The agreement would provide an additional $110 billion nationwide for roads and bridges. About $40 billion would go for bridges alone, the biggest single investment ever made for that purpose.

Crumbling bridges

The Federal Highway Administration found that last year, of 24,945 bridges in the state, 1,488 were considered to be in poor condition.

Nineteen of Sacramento County’s 736 bridges were rated poor. Other poor ratings: Fresno County, 43; Stanislaus County, 48; Tulare County, 34; Madera County, 31, Placer County, 8, Yolo County, 12 and San Luis Obispo County, 24.

Another $17 billion would go for projects “too large or complex for traditional funding programs but will deliver significant economic benefits to communities,” according to a White House fact sheet.

California’s crumbling roads cost state motorists $61 billion a year “due to congestion-related delays, traffic collisions, and increased vehicle operating costs caused by poor road conditions,” according to an analysis by the American Society of Civil Engineers. It said the condition of state’s roads was among the “worst in the nation.”

While no state figures are included in the Senate-White House proposal, an estimate from the National Asphalt Pavement Association, based on Senate committee legislation cited in a bill summary, put the California share at about $5.8 billion in additional money over five years. That’s on top of the $3 billion to $4 billion California usually receives for the programs every year.
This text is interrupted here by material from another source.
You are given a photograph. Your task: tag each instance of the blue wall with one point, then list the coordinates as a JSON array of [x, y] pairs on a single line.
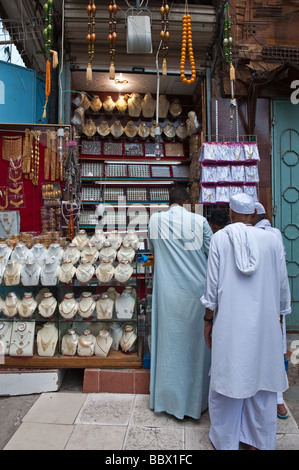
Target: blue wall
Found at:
[[22, 95]]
Gov. Gavin Newsom’s office could not yet estimate the agreement’s impact. Spokesman Alex Stack said the governor was “encouraged by the prospect of bringing additional infrastructure money to address critical infrastructure projects throughout the state.”

Does California need the money?

Russell Snyder, executive director of the California Asphalt Pavement Association, called the agreement historic, saying it was a “once-in-a-generation opportunity to repair our roads and bridges, reduce congestion, boost our economy and enhance the quality of life for every Californian.”

At Caltrans, spokesman Matt Rocco said that while it is premature to discuss any pending federal legislation, “funds invested toward improving infrastructure will greatly improve Caltrans’ ability to fix California’s roads and bridges, reduce transportation inequities, and meet our goals for combating climate change.”

But in Washington, Rep. Darrell Issa, R-San Marcos, said the legislation would mean “not much” for California.

He pointed to the state’s estimated $80 billion surplus. “That’s the real bottom line,” he said.

Four years ago, the state implemented an ambitious transportation plan, referred to as Senate Bill 1, to repair and replace the state’s crumbling roads and bridges.

The taxes were to raise about $5.4 billion a year for the projects. Motor fuel taxes went up, and the state gasoline tax this month rose by 0.6 cents a gallon to 51.1 cents a gallon.

The increase is expected to raise an additional $83 million, and the tax is anticipated to raise about $7.1 billion in fiscal 2021-22, up from $6.4 billion last year.

The Senate agreement also provides $11 billion nationwide for transportation safety programs. Among them is an effort to help states and localities reduce crashes and fatalities, particularly for pedestrians and cyclists.

California had 1,026 pedestrian traffic fatalities last year, up from 1,020 in 2019, according to preliminary estimates by the Governors Highway Safety Association.